Forge is the developer in the execution phase, the role that actually turns a plan and a design into running code, and he owns the heaviest machinery in this block. The Developer Execution Runner builds the context and invokes Forge's Developer Executor, then runs the execute-with-retries loop (relocated from the pipeline module under CAROL-INI-0928-07/R9), so a single failed attempt doesn't kill the step. The Developer Executor itself takes the task request with its success criteria, gathers context about Carol's rules, relevant past work and design constraints, checks the task is even possible (files exist, no conflicts with other apps), uses Claude to generate Python code, runs that code in the Carol environment, and reports success-with-output, failure-with-error, or a correction if the task needs reworking. This is where the build genuinely happens, so without it there is no delivered code at all. The Dev Report Submission droid then persists Forge's dev report as a tracked, versioned deliverable so review can read it as chain input, and Forge's Reporter drafts the in-character Palantir wall post that attributes the work to Forge in his own voice. It fires after design is available and before review, with the retry loop covering the failure and rework scenarios.
Sage is the analyst, and in execution his job is to make sure every executor team starts from a precise spec rather than an unstructured task blurb. The Analyst Spec-Writer automates this: as soon as Merlin lays out a per-agent work plan, it reads the initiative and task data from the database and builds three structured Layer-B specs — one for design (what Archon needs to know), one for development (what Forge must do), and one for testing (what Argus must verify) — each carrying the task title, description, success criteria and execution focus, and writes all three before the executor droids run.

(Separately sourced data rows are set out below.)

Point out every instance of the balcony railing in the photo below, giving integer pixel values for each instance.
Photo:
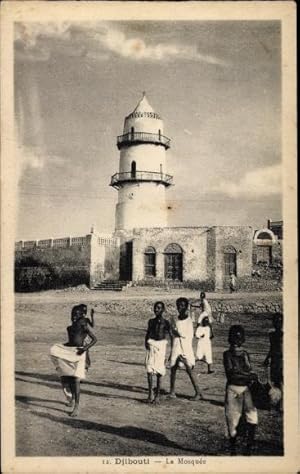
(146, 176)
(142, 137)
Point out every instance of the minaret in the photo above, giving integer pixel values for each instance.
(142, 179)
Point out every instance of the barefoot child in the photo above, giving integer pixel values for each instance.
(156, 344)
(69, 358)
(204, 334)
(205, 308)
(238, 398)
(274, 357)
(182, 353)
(91, 322)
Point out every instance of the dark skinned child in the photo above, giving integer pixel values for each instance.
(182, 354)
(156, 343)
(238, 399)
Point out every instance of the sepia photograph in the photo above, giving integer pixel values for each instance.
(149, 233)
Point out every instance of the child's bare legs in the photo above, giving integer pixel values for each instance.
(173, 380)
(198, 394)
(150, 388)
(75, 387)
(157, 394)
(65, 382)
(209, 369)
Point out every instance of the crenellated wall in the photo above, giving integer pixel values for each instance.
(68, 261)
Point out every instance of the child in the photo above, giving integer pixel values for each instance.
(205, 308)
(204, 334)
(274, 356)
(238, 397)
(182, 353)
(232, 283)
(91, 322)
(156, 344)
(69, 358)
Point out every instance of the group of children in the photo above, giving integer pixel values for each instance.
(72, 359)
(236, 361)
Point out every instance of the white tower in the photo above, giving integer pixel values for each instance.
(142, 178)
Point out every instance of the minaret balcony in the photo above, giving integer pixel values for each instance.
(142, 137)
(118, 179)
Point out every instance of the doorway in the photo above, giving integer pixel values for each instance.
(173, 262)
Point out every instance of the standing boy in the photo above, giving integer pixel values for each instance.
(204, 334)
(238, 399)
(274, 357)
(205, 308)
(182, 353)
(91, 322)
(156, 344)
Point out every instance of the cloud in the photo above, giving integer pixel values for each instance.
(256, 183)
(37, 41)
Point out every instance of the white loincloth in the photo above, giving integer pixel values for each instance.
(155, 357)
(204, 350)
(67, 362)
(183, 345)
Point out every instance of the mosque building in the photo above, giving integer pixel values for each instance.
(143, 248)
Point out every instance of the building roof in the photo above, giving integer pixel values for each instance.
(143, 109)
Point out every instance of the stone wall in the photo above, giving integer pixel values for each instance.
(192, 240)
(259, 305)
(57, 263)
(240, 238)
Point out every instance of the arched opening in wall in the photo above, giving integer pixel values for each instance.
(264, 254)
(173, 262)
(264, 236)
(229, 261)
(150, 262)
(133, 169)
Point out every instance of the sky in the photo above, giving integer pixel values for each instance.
(216, 84)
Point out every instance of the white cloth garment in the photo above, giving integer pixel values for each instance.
(204, 349)
(183, 345)
(237, 400)
(155, 357)
(67, 362)
(207, 312)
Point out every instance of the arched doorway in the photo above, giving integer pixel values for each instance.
(133, 169)
(150, 262)
(173, 262)
(229, 261)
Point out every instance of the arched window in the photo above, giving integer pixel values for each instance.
(264, 236)
(229, 260)
(133, 169)
(150, 262)
(173, 262)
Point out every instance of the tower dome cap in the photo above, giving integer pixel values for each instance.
(143, 109)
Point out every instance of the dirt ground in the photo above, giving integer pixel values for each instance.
(114, 419)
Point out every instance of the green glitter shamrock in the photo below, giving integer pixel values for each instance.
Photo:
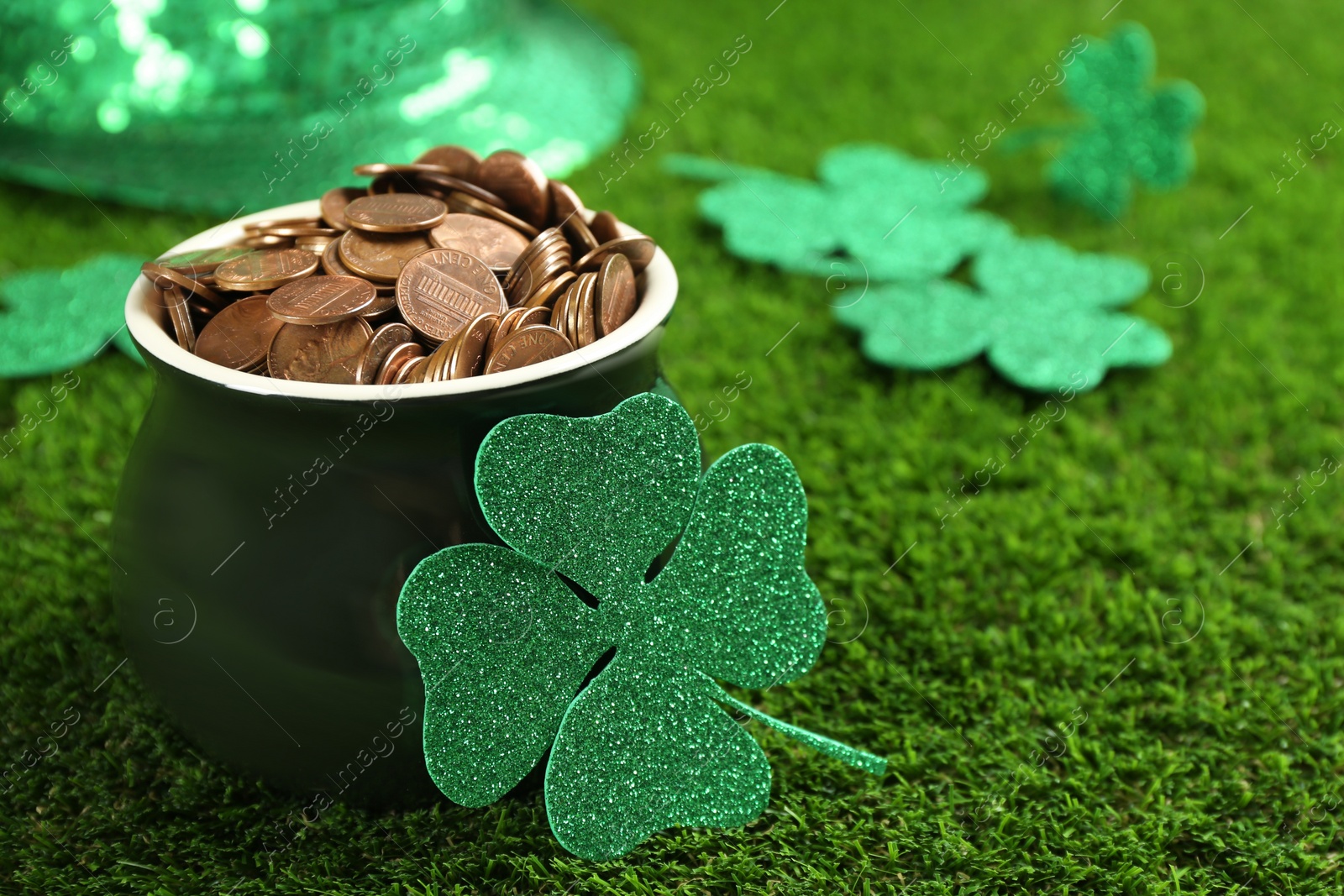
(54, 320)
(1132, 130)
(1045, 316)
(507, 640)
(900, 217)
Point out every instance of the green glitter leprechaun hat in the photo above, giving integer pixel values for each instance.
(233, 107)
(622, 698)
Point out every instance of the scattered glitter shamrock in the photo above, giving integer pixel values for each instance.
(900, 217)
(53, 320)
(1043, 315)
(1132, 130)
(507, 640)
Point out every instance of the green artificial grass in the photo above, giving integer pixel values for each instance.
(1128, 569)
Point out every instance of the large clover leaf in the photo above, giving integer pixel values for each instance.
(1045, 316)
(53, 320)
(1132, 130)
(897, 217)
(507, 638)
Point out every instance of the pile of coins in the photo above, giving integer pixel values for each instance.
(448, 268)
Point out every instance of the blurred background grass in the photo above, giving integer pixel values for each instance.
(1128, 569)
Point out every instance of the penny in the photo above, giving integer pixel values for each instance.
(165, 277)
(586, 328)
(638, 250)
(396, 212)
(459, 186)
(548, 293)
(470, 348)
(604, 226)
(322, 300)
(457, 161)
(383, 304)
(380, 257)
(495, 244)
(333, 204)
(528, 345)
(331, 261)
(322, 354)
(179, 316)
(396, 360)
(577, 231)
(316, 244)
(440, 269)
(266, 269)
(460, 202)
(385, 338)
(443, 289)
(239, 336)
(410, 372)
(203, 261)
(616, 293)
(519, 181)
(268, 241)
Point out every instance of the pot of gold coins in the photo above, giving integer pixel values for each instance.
(324, 375)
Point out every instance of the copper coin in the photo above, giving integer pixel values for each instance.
(322, 300)
(519, 181)
(331, 261)
(436, 365)
(179, 315)
(203, 261)
(586, 328)
(528, 345)
(616, 293)
(459, 186)
(239, 336)
(333, 204)
(584, 296)
(323, 354)
(396, 212)
(266, 269)
(511, 322)
(564, 203)
(604, 226)
(380, 257)
(412, 371)
(165, 277)
(459, 161)
(577, 231)
(441, 291)
(495, 244)
(396, 360)
(470, 349)
(546, 295)
(561, 311)
(638, 250)
(461, 203)
(316, 244)
(385, 338)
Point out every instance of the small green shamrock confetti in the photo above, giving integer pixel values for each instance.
(1043, 315)
(900, 217)
(507, 640)
(53, 320)
(1132, 132)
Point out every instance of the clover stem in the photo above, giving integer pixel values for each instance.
(833, 748)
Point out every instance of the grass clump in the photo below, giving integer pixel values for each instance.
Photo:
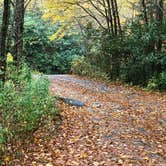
(24, 103)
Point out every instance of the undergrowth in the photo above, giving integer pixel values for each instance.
(25, 102)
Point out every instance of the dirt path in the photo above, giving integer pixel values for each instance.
(117, 126)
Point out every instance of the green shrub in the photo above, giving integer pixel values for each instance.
(44, 55)
(24, 101)
(158, 82)
(83, 67)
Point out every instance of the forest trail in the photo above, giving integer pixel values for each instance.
(118, 125)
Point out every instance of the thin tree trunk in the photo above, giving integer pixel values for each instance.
(159, 18)
(19, 29)
(4, 30)
(145, 11)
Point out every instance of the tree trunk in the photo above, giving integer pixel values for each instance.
(159, 18)
(4, 30)
(19, 29)
(144, 11)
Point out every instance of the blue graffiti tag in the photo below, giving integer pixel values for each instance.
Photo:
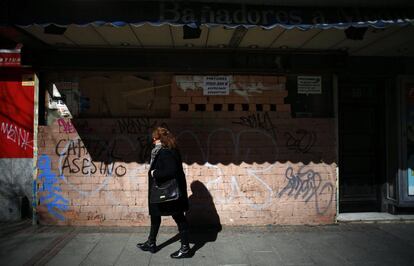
(50, 187)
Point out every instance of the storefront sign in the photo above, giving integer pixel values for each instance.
(216, 85)
(83, 12)
(309, 84)
(9, 58)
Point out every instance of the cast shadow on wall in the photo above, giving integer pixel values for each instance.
(202, 217)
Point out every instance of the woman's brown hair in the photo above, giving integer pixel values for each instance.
(165, 136)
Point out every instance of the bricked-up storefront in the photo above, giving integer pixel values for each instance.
(304, 94)
(260, 165)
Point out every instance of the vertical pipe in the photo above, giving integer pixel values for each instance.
(336, 116)
(35, 147)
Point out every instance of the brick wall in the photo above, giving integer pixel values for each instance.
(247, 161)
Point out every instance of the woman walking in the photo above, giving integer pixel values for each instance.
(166, 165)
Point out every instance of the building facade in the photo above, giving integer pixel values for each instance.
(283, 114)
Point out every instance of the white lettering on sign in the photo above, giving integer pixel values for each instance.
(216, 85)
(309, 84)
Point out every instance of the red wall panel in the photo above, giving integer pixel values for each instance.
(16, 114)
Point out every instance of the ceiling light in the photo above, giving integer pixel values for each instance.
(54, 29)
(191, 33)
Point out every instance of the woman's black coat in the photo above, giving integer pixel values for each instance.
(167, 165)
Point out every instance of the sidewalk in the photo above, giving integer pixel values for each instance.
(343, 244)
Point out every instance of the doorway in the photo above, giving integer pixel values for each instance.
(361, 122)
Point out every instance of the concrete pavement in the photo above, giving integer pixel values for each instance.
(343, 244)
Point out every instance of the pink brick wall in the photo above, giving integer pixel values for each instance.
(261, 167)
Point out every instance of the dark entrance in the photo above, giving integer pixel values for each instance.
(361, 144)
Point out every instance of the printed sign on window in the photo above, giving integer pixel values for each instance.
(216, 85)
(309, 84)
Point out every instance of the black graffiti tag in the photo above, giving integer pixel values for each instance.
(300, 141)
(260, 121)
(307, 184)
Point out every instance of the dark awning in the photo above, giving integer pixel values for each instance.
(119, 13)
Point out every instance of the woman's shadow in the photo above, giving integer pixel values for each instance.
(202, 217)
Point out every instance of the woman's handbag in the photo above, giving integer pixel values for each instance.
(167, 191)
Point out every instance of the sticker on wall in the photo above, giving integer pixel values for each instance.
(65, 99)
(309, 84)
(216, 85)
(28, 80)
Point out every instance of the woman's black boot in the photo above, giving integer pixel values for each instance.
(183, 252)
(148, 246)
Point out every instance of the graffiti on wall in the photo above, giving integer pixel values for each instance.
(252, 184)
(301, 140)
(50, 190)
(308, 184)
(259, 121)
(16, 116)
(17, 135)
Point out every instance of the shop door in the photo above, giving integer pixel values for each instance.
(361, 145)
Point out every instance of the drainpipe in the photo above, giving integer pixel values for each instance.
(35, 147)
(335, 99)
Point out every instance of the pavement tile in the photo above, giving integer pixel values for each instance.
(107, 249)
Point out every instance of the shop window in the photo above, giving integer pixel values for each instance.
(183, 107)
(218, 107)
(200, 107)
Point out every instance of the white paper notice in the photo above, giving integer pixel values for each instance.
(309, 84)
(216, 85)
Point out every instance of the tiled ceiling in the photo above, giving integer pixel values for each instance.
(392, 41)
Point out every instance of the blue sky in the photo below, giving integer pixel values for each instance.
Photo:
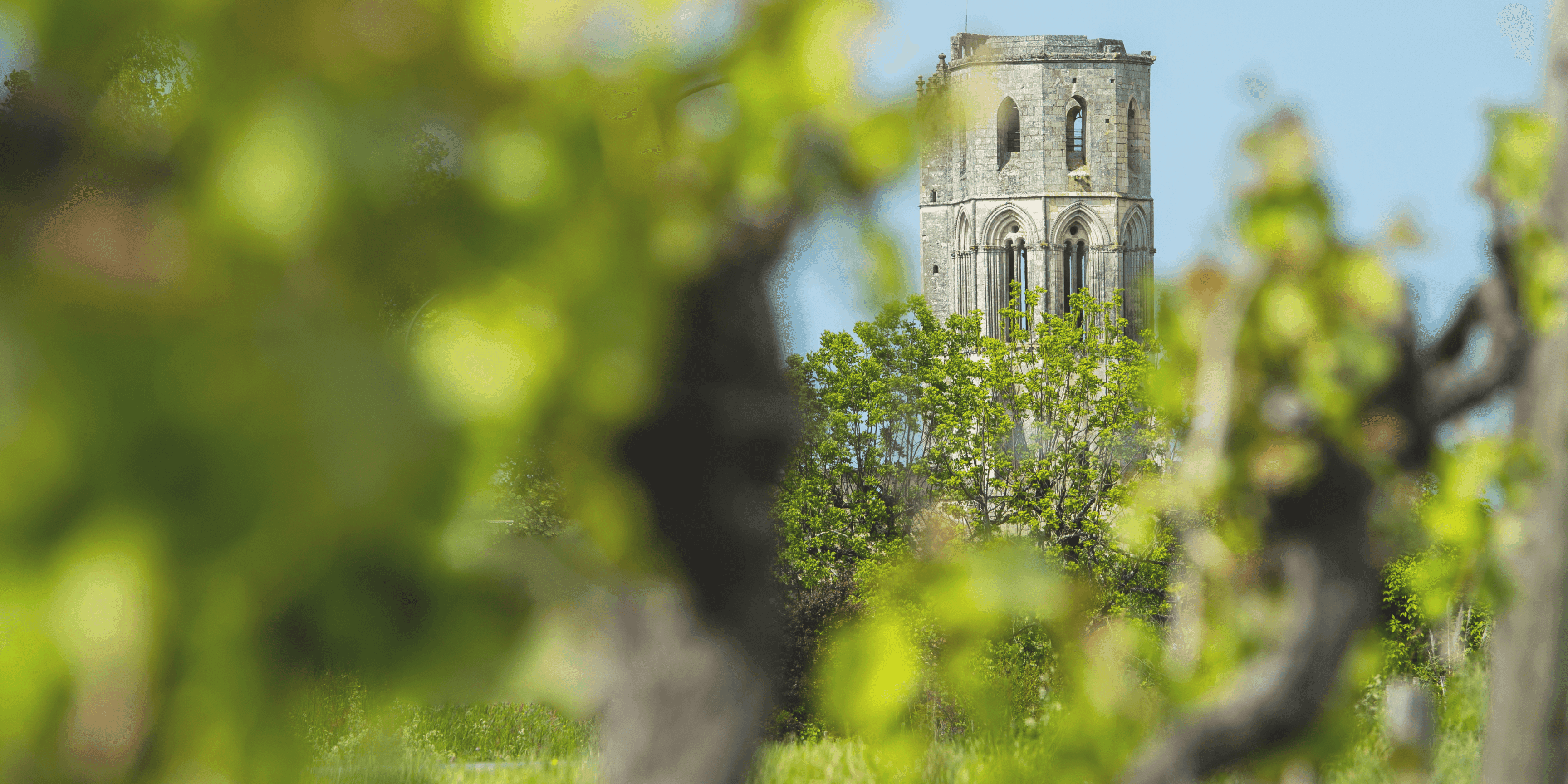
(1395, 92)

This matters because it keeps the design, dev and test runners unblocked with the right spec structure and frees Sage to focus on higher-order analysis and tactical review instead of hand-crafting every spec. It fires right after per-agent planning and before the executors start, and if a write fails it retries automatically up to three times. Sage's analysis for the step is then persisted by the Step Analysis Submission droid, giving the analysis a tracked, versioned home that downstream roles read as chain input.